Painting brick is always controversial. I’ve recommended Romabio a bunch of times to homeowners on the Garden Web and there’s usually someone who chimes in with a plea to not paint the brick.
My design advice will always be if the brick is an unfortunate color – or a mix of unfortunate colors – then paint it. It makes no sense for a homeowner to live with brick that isn’t pretty. Life is too short. Especially when there are really good solutions to change it, like Romabio.
If your brick is pretty, like a classic red brick, then there are other things we can do to make it feel fresh.
You can purposefully create a palette of bright white and creamier off-whites to update a white-on-white look. Success is just a matter of choosing the right warm white to go with the bright, clean white. The idea may seem overwhelming but I can find the right warmer white for you if you don’t want to try to tackle it on your own. My “Which White is Right” package is where you want to start.
These days if a homeowner has a choice between a main palette based on bright white or off-white, it’s more off-white. Think Benjamin Moore’s Simply White instead of Chantilly Lace. With a barely there whisper of a warm, creamier near neutral on the walls.
Deciding which creamier near neutral should go on the walls depends on the floor, other fixed elements and the contents of the room. Again, something I can help with if you need it.

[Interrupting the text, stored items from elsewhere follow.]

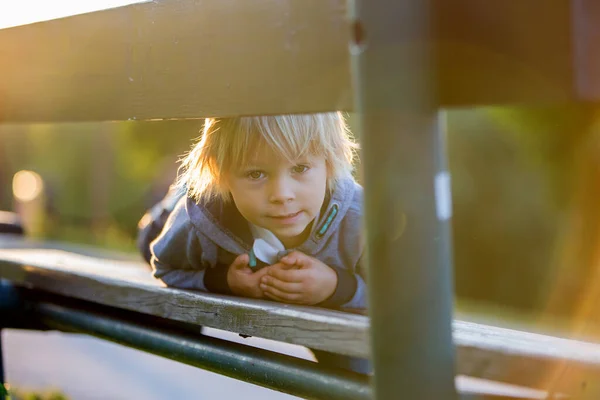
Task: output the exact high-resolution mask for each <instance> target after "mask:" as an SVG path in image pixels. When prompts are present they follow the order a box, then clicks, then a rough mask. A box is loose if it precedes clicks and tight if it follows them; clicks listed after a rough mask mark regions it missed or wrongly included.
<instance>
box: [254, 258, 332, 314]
mask: <svg viewBox="0 0 600 400" xmlns="http://www.w3.org/2000/svg"><path fill="white" fill-rule="evenodd" d="M264 269H265V270H267V274H266V275H264V276H262V277H261V281H260V288H261V289H262V291H263V292H264V295H265V296H267V297H269V298H271V299H273V300H277V301H281V302H285V303H295V304H307V305H314V304H318V303H321V302H322V301H324V300H327V299H328V298H329V297H331V295H332V294H333V292H335V289H336V287H337V280H338V278H337V274H336V272H335V271H334V270H333V269H332V268H329V267H328V266H327V265H325V264H323V263H322V262H321V261H319V260H317V259H316V258H313V257H310V256H307V255H306V254H304V253H301V252H299V251H293V252H292V253H290V254H288V255H287V256H285V257H282V258H281V260H279V262H278V263H277V264H273V265H271V266H269V267H267V268H264Z"/></svg>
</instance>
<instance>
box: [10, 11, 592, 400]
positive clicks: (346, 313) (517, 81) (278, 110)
mask: <svg viewBox="0 0 600 400" xmlns="http://www.w3.org/2000/svg"><path fill="white" fill-rule="evenodd" d="M427 7H431V9H435V13H431V14H428V13H429V11H428V10H430V9H428V8H427ZM484 7H485V9H484ZM596 8H597V7H595V6H594V5H593V3H592V1H591V0H571V1H568V0H564V1H558V2H553V3H552V4H551V5H549V4H547V2H542V1H541V0H536V1H529V2H504V3H497V4H496V3H495V4H493V5H491V4H485V6H484V5H482V4H481V2H479V1H476V0H455V1H447V2H433V1H430V2H427V1H422V0H413V1H405V2H398V4H387V3H386V2H384V1H369V2H367V1H355V2H352V3H350V6H348V5H347V3H346V2H345V1H342V0H330V1H302V2H298V1H291V0H287V1H264V2H259V3H255V2H247V1H243V0H239V1H232V2H223V1H218V0H214V1H211V0H205V1H199V2H197V1H180V2H175V1H166V0H165V1H152V2H146V3H141V4H135V5H131V6H126V7H121V8H116V9H111V10H106V11H101V12H95V13H90V14H85V15H79V16H75V17H69V18H64V19H60V20H55V21H48V22H43V23H38V24H32V25H28V26H23V27H16V28H11V29H6V30H0V55H2V58H3V59H5V60H10V62H5V63H2V65H0V122H4V123H14V122H19V123H23V122H24V123H32V122H64V121H124V120H149V119H152V120H166V119H177V118H199V117H204V116H230V115H250V114H284V113H295V112H305V113H307V112H318V111H329V110H351V109H353V108H354V109H355V110H356V111H357V112H359V114H360V115H361V116H362V119H363V122H362V123H361V127H362V128H363V129H361V134H362V135H363V136H362V137H361V141H362V142H363V144H364V148H365V151H364V159H365V160H364V161H365V166H366V174H365V180H366V189H367V191H366V200H367V201H366V203H367V210H366V214H367V223H368V224H369V225H368V227H369V229H368V237H369V246H370V248H372V249H373V248H374V249H376V250H377V251H373V252H371V254H370V256H369V263H370V265H372V266H375V265H376V266H377V268H371V275H372V276H371V280H370V282H369V284H370V287H371V291H372V292H373V293H371V296H370V302H371V305H372V309H371V312H370V315H371V319H368V318H367V317H365V316H361V315H352V314H348V313H341V312H335V311H329V310H321V309H317V308H307V307H295V306H289V305H282V304H276V303H272V302H264V301H252V300H247V299H240V298H232V297H226V296H217V295H211V294H206V293H193V292H186V291H182V290H176V289H170V288H164V287H161V285H160V284H159V283H158V282H156V281H154V280H152V279H151V278H150V276H149V271H148V269H147V267H145V266H144V265H143V264H141V263H140V262H139V261H135V260H131V259H129V260H127V259H123V258H122V257H120V258H114V257H113V258H106V257H103V254H102V252H95V251H91V252H89V253H88V254H86V252H82V251H81V250H80V249H78V248H76V247H73V246H70V247H68V246H66V245H64V244H51V243H43V242H30V241H28V240H23V239H19V238H15V237H9V236H6V237H2V239H1V242H0V243H1V244H0V247H1V249H0V278H2V279H3V280H4V281H5V282H9V283H10V284H8V285H6V286H4V288H5V289H4V290H6V291H7V293H9V292H10V293H11V294H10V296H12V299H13V301H14V303H11V304H12V305H13V308H8V309H7V310H3V311H2V312H5V313H7V314H6V315H10V316H11V318H14V321H13V322H14V324H13V322H11V324H13V325H14V326H17V327H18V326H28V327H30V328H35V327H37V328H39V329H48V328H51V329H60V330H65V331H78V332H85V333H89V334H94V335H97V336H100V337H103V338H106V339H109V340H116V341H118V342H120V343H125V344H127V345H130V346H134V347H138V348H142V349H145V350H147V351H152V352H156V353H157V354H162V355H165V356H168V357H172V358H175V359H178V360H182V361H183V362H188V363H190V364H192V365H198V366H201V367H203V368H209V369H212V370H215V371H217V372H220V373H223V374H229V375H230V376H234V377H236V378H239V379H244V380H247V381H249V382H254V383H257V384H261V385H264V386H267V387H271V388H275V389H277V390H283V391H286V392H289V393H294V394H298V395H301V396H306V397H311V398H313V397H314V398H341V399H342V398H343V399H346V398H370V397H371V396H373V393H372V392H371V387H370V386H369V382H368V379H367V378H366V377H361V376H358V375H357V374H351V373H346V372H343V371H331V370H328V369H323V368H321V369H320V367H319V366H314V365H309V364H307V363H303V362H301V361H300V360H298V361H292V360H289V359H287V358H282V357H281V356H277V355H274V354H271V353H266V352H261V351H258V350H250V349H245V348H244V346H234V345H228V344H225V343H222V342H220V341H210V340H207V339H201V338H199V337H198V335H197V333H198V332H197V326H198V325H203V326H209V327H214V328H219V329H224V330H228V331H232V332H237V333H241V334H246V335H255V336H259V337H263V338H268V339H275V340H279V341H283V342H288V343H293V344H300V345H303V346H308V347H311V348H315V349H322V350H326V351H330V352H337V353H341V354H346V355H354V356H361V357H373V359H374V361H375V368H376V370H377V371H379V373H377V374H376V375H375V378H374V380H373V387H374V388H375V396H376V398H377V399H378V400H382V399H395V398H398V396H399V393H402V394H404V395H405V396H406V397H407V398H423V397H420V396H431V395H432V394H433V393H442V394H444V395H449V394H450V393H453V392H454V385H453V379H452V378H453V377H454V372H455V371H454V370H453V364H454V363H453V361H454V357H453V353H454V351H453V346H452V338H453V343H454V346H455V347H456V352H457V355H458V357H457V363H456V370H457V372H458V373H459V374H464V375H468V376H472V377H479V378H485V379H492V380H497V381H504V382H508V383H512V384H519V385H523V386H527V387H535V388H540V389H543V390H552V391H555V392H558V393H567V394H570V395H573V396H580V397H581V398H586V396H587V398H593V397H592V396H594V395H595V394H598V391H597V389H596V388H595V386H594V384H595V382H597V379H595V378H594V375H595V374H596V372H597V369H598V368H599V366H600V348H599V347H598V346H597V345H595V344H592V343H585V342H579V341H574V340H568V339H560V338H557V337H552V336H547V335H540V334H534V333H527V332H524V331H519V330H510V329H504V328H499V327H493V326H488V325H484V324H480V323H477V322H470V321H469V322H467V321H459V320H456V321H454V323H453V324H451V312H450V310H451V304H452V295H451V294H452V293H451V274H450V270H451V265H450V264H451V263H449V259H450V256H451V255H450V253H449V252H448V246H447V245H448V243H449V242H448V239H449V236H448V228H449V217H450V215H449V210H450V209H449V208H448V207H449V204H448V201H447V200H448V198H445V200H441V198H443V197H444V196H448V195H449V193H446V192H444V190H445V189H446V187H445V186H444V185H448V183H449V182H448V180H447V179H445V178H447V176H446V175H444V173H445V172H446V170H445V166H444V163H445V161H444V160H443V153H444V152H443V150H442V149H441V147H440V143H439V142H438V141H437V140H438V139H439V138H438V137H437V134H436V135H430V134H431V130H432V128H431V127H432V126H433V127H436V126H437V127H438V128H436V129H437V130H438V131H439V126H440V125H443V123H441V122H440V119H439V115H438V109H439V108H441V107H450V106H465V105H486V104H501V103H515V102H518V103H535V102H540V101H544V102H548V101H558V102H565V101H582V100H583V101H589V100H596V99H597V98H598V96H599V94H600V93H598V91H599V90H600V84H599V83H598V82H599V81H598V79H599V78H598V74H595V73H594V72H595V70H596V69H595V66H596V64H597V62H596V60H595V58H594V57H595V54H596V52H595V51H594V49H595V48H596V44H597V35H595V34H594V32H595V29H596V28H595V26H598V24H596V23H595V22H597V21H598V20H599V19H600V15H599V13H598V12H596ZM541 9H543V10H544V12H543V13H540V12H539V10H541ZM348 15H350V18H348ZM222 21H227V23H226V24H225V23H221V22H222ZM533 21H535V22H536V23H532V22H533ZM429 22H432V26H434V28H435V29H434V31H435V32H434V33H433V34H431V32H429V31H428V30H427V29H424V28H423V26H426V23H429ZM398 27H400V28H398ZM492 27H493V28H492ZM514 38H518V40H515V39H514ZM415 43H418V44H421V45H422V46H414V44H415ZM432 43H433V44H435V46H433V47H430V45H431V44H432ZM545 43H552V46H546V45H544V44H545ZM348 47H349V48H350V51H348ZM424 48H430V49H431V50H433V52H432V53H427V52H424V51H423V49H424ZM499 55H501V56H499ZM429 57H435V60H436V62H435V63H433V62H431V60H432V59H433V58H429ZM351 64H352V65H353V68H350V65H351ZM523 66H526V67H523ZM353 71H354V72H353ZM398 76H401V77H403V78H405V79H398ZM413 78H414V79H413ZM351 80H353V84H351ZM353 104H356V105H357V106H356V107H353ZM402 122H404V124H403V123H402ZM377 128H381V129H377ZM383 128H397V129H398V134H397V135H393V134H389V135H388V134H386V133H385V132H386V130H387V129H383ZM436 129H434V130H436ZM413 131H417V132H418V133H419V134H418V135H413V136H412V137H410V139H411V140H407V139H408V137H409V136H410V134H412V133H414V132H413ZM425 131H426V133H425ZM407 132H408V133H407ZM421 133H422V135H421ZM438 133H439V132H438ZM394 152H398V153H394ZM413 154H414V155H413ZM415 157H416V158H415ZM403 163H405V164H403ZM380 165H383V167H384V168H383V169H382V170H381V171H379V172H378V173H379V174H380V178H381V179H375V178H376V177H377V176H378V175H377V173H375V172H374V171H375V167H377V166H380ZM432 165H433V166H432ZM402 166H404V167H406V168H404V169H402V168H399V167H402ZM398 171H400V172H401V173H400V175H398V176H401V178H400V179H399V178H397V176H395V175H394V174H396V173H398ZM406 171H409V172H406ZM413 175H414V176H413ZM434 189H435V190H434ZM382 193H383V194H384V195H383V196H381V201H382V202H383V203H382V204H383V205H379V204H375V203H373V201H374V198H375V196H376V195H381V194H382ZM398 196H399V198H402V199H403V201H404V202H405V204H404V205H405V206H406V210H408V211H407V213H408V216H409V217H408V218H409V221H410V222H409V224H408V227H409V228H408V229H407V230H406V232H405V231H402V232H400V233H398V232H395V231H394V229H390V227H391V228H394V227H393V226H392V225H393V223H391V222H390V221H392V222H393V218H392V220H390V219H387V220H386V219H385V218H382V216H381V215H380V214H379V213H378V210H377V208H381V209H384V210H388V211H389V210H391V214H392V217H395V214H394V210H395V208H394V206H393V204H394V201H395V200H394V199H396V197H398ZM384 217H388V218H389V217H390V216H389V215H384ZM413 221H418V223H414V222H413ZM423 227H424V228H423ZM396 234H397V235H396ZM390 235H391V236H394V237H396V236H397V238H399V237H400V236H402V240H400V241H398V242H397V243H391V242H389V243H388V242H387V239H386V240H383V241H379V242H378V241H377V240H376V239H377V238H387V237H388V236H390ZM397 238H396V239H397ZM423 248H426V249H428V250H427V251H422V250H420V249H423ZM389 260H394V262H393V263H391V262H388V261H389ZM411 266H416V267H414V268H410V267H411ZM390 277H392V278H393V279H389V278H390ZM386 279H387V281H386ZM394 285H396V286H394ZM374 288H376V289H377V290H374ZM400 288H404V289H406V291H405V292H404V291H403V290H400ZM408 289H410V290H408ZM405 293H409V294H414V297H410V298H409V300H411V301H406V300H407V299H406V298H404V297H402V295H404V294H405ZM7 296H8V295H7ZM385 296H387V299H386V298H385ZM7 304H8V303H7ZM398 304H400V306H398ZM424 304H427V305H428V306H431V307H430V308H429V310H428V312H427V313H424V312H423V311H422V308H423V307H424ZM15 310H19V311H24V314H23V315H26V316H28V317H30V318H29V319H28V320H26V321H23V320H22V318H21V319H20V318H18V315H14V314H15V313H14V311H15ZM394 312H396V314H394ZM430 313H431V315H428V314H430ZM16 314H19V313H18V312H17V313H16ZM11 321H12V320H11ZM23 324H25V325H23ZM27 324H32V325H31V326H29V325H27ZM36 324H38V325H37V326H36ZM9 326H11V325H8V324H5V327H9ZM153 326H154V328H155V329H154V330H153V329H152V327H153ZM370 327H371V329H369V328H370ZM153 332H154V333H153ZM451 332H452V334H451ZM394 340H395V341H394ZM157 343H159V344H158V345H157ZM219 349H225V351H224V352H223V351H220V350H219ZM371 349H373V350H371ZM224 360H225V361H227V362H229V363H231V364H230V365H234V366H233V367H230V368H226V367H223V365H222V364H223V361H224ZM244 362H246V363H247V362H255V364H253V365H255V366H256V369H255V370H254V371H250V372H249V371H247V368H244V365H247V364H243V363H244ZM565 371H566V373H564V372H565ZM558 378H560V379H558ZM584 383H585V384H584Z"/></svg>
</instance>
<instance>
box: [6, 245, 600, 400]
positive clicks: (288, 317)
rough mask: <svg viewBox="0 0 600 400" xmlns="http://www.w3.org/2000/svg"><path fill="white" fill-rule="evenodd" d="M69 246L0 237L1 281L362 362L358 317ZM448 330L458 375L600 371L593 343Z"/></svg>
mask: <svg viewBox="0 0 600 400" xmlns="http://www.w3.org/2000/svg"><path fill="white" fill-rule="evenodd" d="M73 249H74V246H72V245H71V246H69V250H70V251H64V250H61V249H59V248H54V249H52V248H42V247H41V246H40V245H39V244H37V243H35V242H28V241H25V240H20V239H11V240H9V239H4V238H2V237H0V278H4V279H8V280H9V281H11V282H13V283H15V284H17V285H21V286H25V287H29V288H35V289H39V290H44V291H48V292H51V293H55V294H60V295H64V296H68V297H75V298H78V299H82V300H88V301H92V302H96V303H99V304H103V305H107V306H113V307H118V308H123V309H126V310H132V311H139V312H142V313H146V314H150V315H155V316H159V317H163V318H169V319H172V320H176V321H182V322H187V323H193V324H199V325H204V326H208V327H212V328H218V329H223V330H227V331H231V332H237V333H243V334H248V335H252V336H257V337H262V338H267V339H273V340H278V341H282V342H287V343H292V344H298V345H303V346H307V347H309V348H315V349H320V350H327V351H331V352H336V353H340V354H347V355H352V356H359V357H369V345H368V343H369V320H368V318H367V317H365V316H361V315H355V314H350V313H344V312H337V311H331V310H325V309H320V308H314V307H301V306H292V305H285V304H279V303H273V302H269V301H261V300H253V299H242V298H237V297H230V296H222V295H215V294H210V293H200V292H192V291H185V290H178V289H172V288H165V287H163V285H162V284H161V283H160V282H158V281H157V280H155V279H153V278H152V277H151V276H150V270H149V268H148V267H147V266H146V265H145V264H144V263H142V262H138V261H131V260H127V258H126V257H122V258H121V259H120V260H116V259H101V258H98V254H101V252H96V254H95V256H94V257H92V256H89V255H82V254H75V253H73V252H72V251H73ZM88 253H89V251H88ZM111 255H112V254H111ZM453 331H454V342H455V344H456V346H457V353H458V365H457V373H459V374H462V375H467V376H473V377H478V378H484V379H490V380H494V381H499V382H509V383H512V384H515V385H523V386H527V387H533V388H539V389H546V388H547V386H548V384H549V383H550V381H551V379H550V378H551V377H552V376H554V375H553V374H556V373H557V371H559V372H560V371H561V370H562V369H563V368H567V367H568V368H569V374H570V376H571V377H572V378H571V380H570V382H572V381H573V380H575V381H577V379H578V378H577V377H581V379H583V378H584V377H589V376H594V374H597V373H598V372H600V345H597V344H594V343H586V342H581V341H576V340H570V339H562V338H558V337H553V336H548V335H541V334H535V333H529V332H524V331H520V330H514V329H505V328H500V327H495V326H490V325H485V324H480V323H476V322H470V321H463V320H455V321H454V323H453ZM572 387H573V385H571V388H572ZM559 389H560V388H559Z"/></svg>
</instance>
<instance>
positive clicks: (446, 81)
mask: <svg viewBox="0 0 600 400" xmlns="http://www.w3.org/2000/svg"><path fill="white" fill-rule="evenodd" d="M436 6H437V11H436V13H435V18H434V19H433V21H432V26H433V27H434V28H435V29H433V31H435V35H436V36H435V37H434V39H435V42H434V46H435V47H434V48H435V57H434V58H433V60H435V62H436V64H435V65H436V70H437V72H438V73H437V82H432V85H431V90H432V91H433V92H432V95H434V96H435V97H436V98H438V101H439V103H440V104H441V105H443V106H446V107H448V106H455V105H458V106H460V105H469V104H497V103H515V102H516V103H525V102H551V101H568V100H597V99H598V98H599V95H600V89H599V88H600V79H599V78H597V77H596V75H597V74H596V75H594V74H593V71H594V69H593V66H594V65H596V64H597V63H598V60H597V59H598V56H597V55H596V54H597V52H595V51H594V49H595V48H597V42H598V40H597V37H598V35H596V34H595V28H594V27H595V26H598V25H599V24H598V21H599V20H600V9H599V8H598V7H597V6H595V5H594V0H556V1H552V2H548V1H545V0H528V1H505V2H493V3H489V2H481V1H479V0H451V1H450V0H448V1H446V0H444V1H440V2H438V3H437V4H436ZM573 10H574V11H573ZM573 16H574V17H573ZM350 32H351V29H350V22H349V17H348V16H347V15H346V3H345V1H343V0H305V1H294V0H261V1H252V2H249V1H246V0H230V1H222V0H201V1H192V0H183V1H169V0H157V1H151V2H146V3H141V4H134V5H129V6H124V7H119V8H115V9H110V10H103V11H97V12H93V13H88V14H83V15H76V16H72V17H67V18H62V19H58V20H52V21H45V22H40V23H36V24H31V25H25V26H19V27H13V28H7V29H2V30H0V59H2V63H1V64H0V122H35V121H114V120H133V119H138V120H140V119H168V118H198V117H206V116H224V115H240V114H282V113H291V112H316V111H327V110H338V109H343V110H350V109H351V108H352V107H351V105H352V90H351V86H352V85H351V82H350V61H349V52H348V48H349V39H350ZM368 38H369V32H365V40H366V44H367V45H368ZM430 44H431V43H427V44H423V43H416V42H414V39H412V40H411V38H404V39H403V38H395V39H394V40H393V41H390V43H389V44H386V45H385V46H382V47H381V48H380V49H378V50H377V51H380V52H393V51H395V50H398V47H399V46H400V47H404V46H409V47H410V48H414V49H415V51H423V49H424V48H430V49H432V47H427V46H430ZM404 54H410V53H406V52H404ZM396 84H398V85H400V87H402V86H403V85H405V84H406V82H404V83H403V82H402V79H400V80H399V81H398V82H396V83H394V85H396ZM396 89H397V88H395V86H393V85H392V86H390V90H396Z"/></svg>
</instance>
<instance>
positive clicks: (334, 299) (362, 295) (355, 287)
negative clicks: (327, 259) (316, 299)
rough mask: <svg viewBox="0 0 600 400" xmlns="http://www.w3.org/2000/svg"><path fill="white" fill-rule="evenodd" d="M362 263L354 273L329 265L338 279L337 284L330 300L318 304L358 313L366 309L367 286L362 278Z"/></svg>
mask: <svg viewBox="0 0 600 400" xmlns="http://www.w3.org/2000/svg"><path fill="white" fill-rule="evenodd" d="M361 265H362V261H361V260H359V265H358V266H357V267H356V269H355V271H358V272H354V271H352V270H350V269H346V268H341V267H336V266H332V265H330V266H329V267H330V268H332V269H333V270H334V271H335V273H336V274H337V277H338V284H337V286H336V288H335V291H334V292H333V294H332V295H331V297H330V298H328V299H327V300H325V301H324V302H322V303H321V304H319V305H320V306H322V307H328V308H339V309H342V310H351V309H355V310H358V311H362V310H366V308H367V285H366V283H365V279H364V278H363V274H361V273H360V272H361V271H362V267H361Z"/></svg>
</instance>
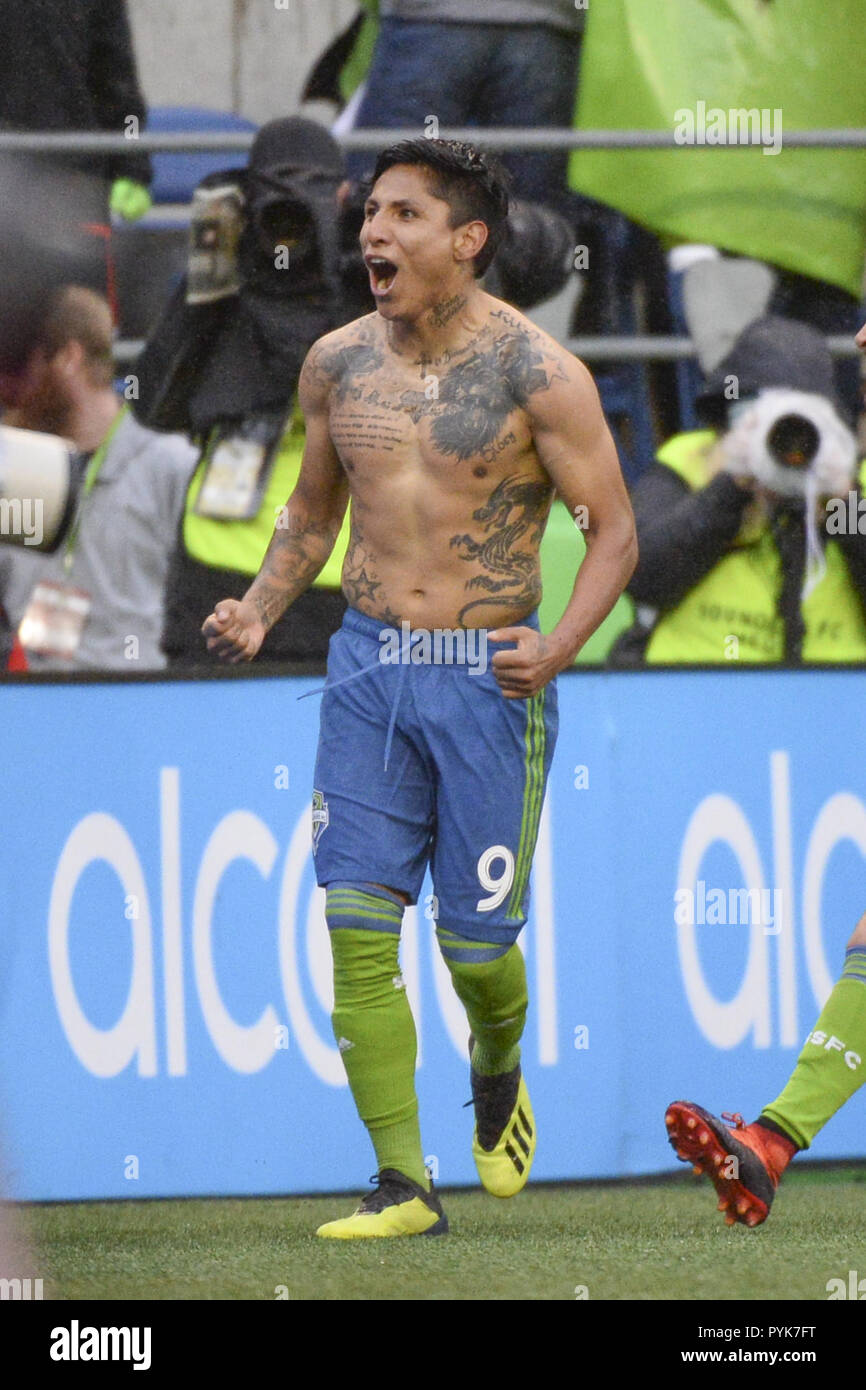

More detail and textures are also part of the cure to an overuse of white. Like the subtle details on these cabinets from Medallion Cabinetry.
In the midst of the bright white and grays frenzy, what I learned from Frank Mahnke at the International Association of Color Consultants (IACC) seminars really never stopped rolling around in my head.
White-on-white, white with gray is severe. It comes with a price that’s paid in visual ergonomics. It wears on people’s sensibilities. When they’re done with that color experience, it’s like a switch or a spider landing on their arm – they just want it off as fast as possible.
The recent blizzard of white and how people have responded to it reminds us that it’s important to consider individual tolerance for color first and foremost and pay less attention to trends.
Just because white-on-white works for a specific color tolerance and design aesthetic doesn’t mean it’s a good fit for everyone.
Psychological affects of color matters.
I’m so grateful I completed the IACC seminar series with Frank. What I learned there definitely helped shape my color point of view about human supportive color for the built environment.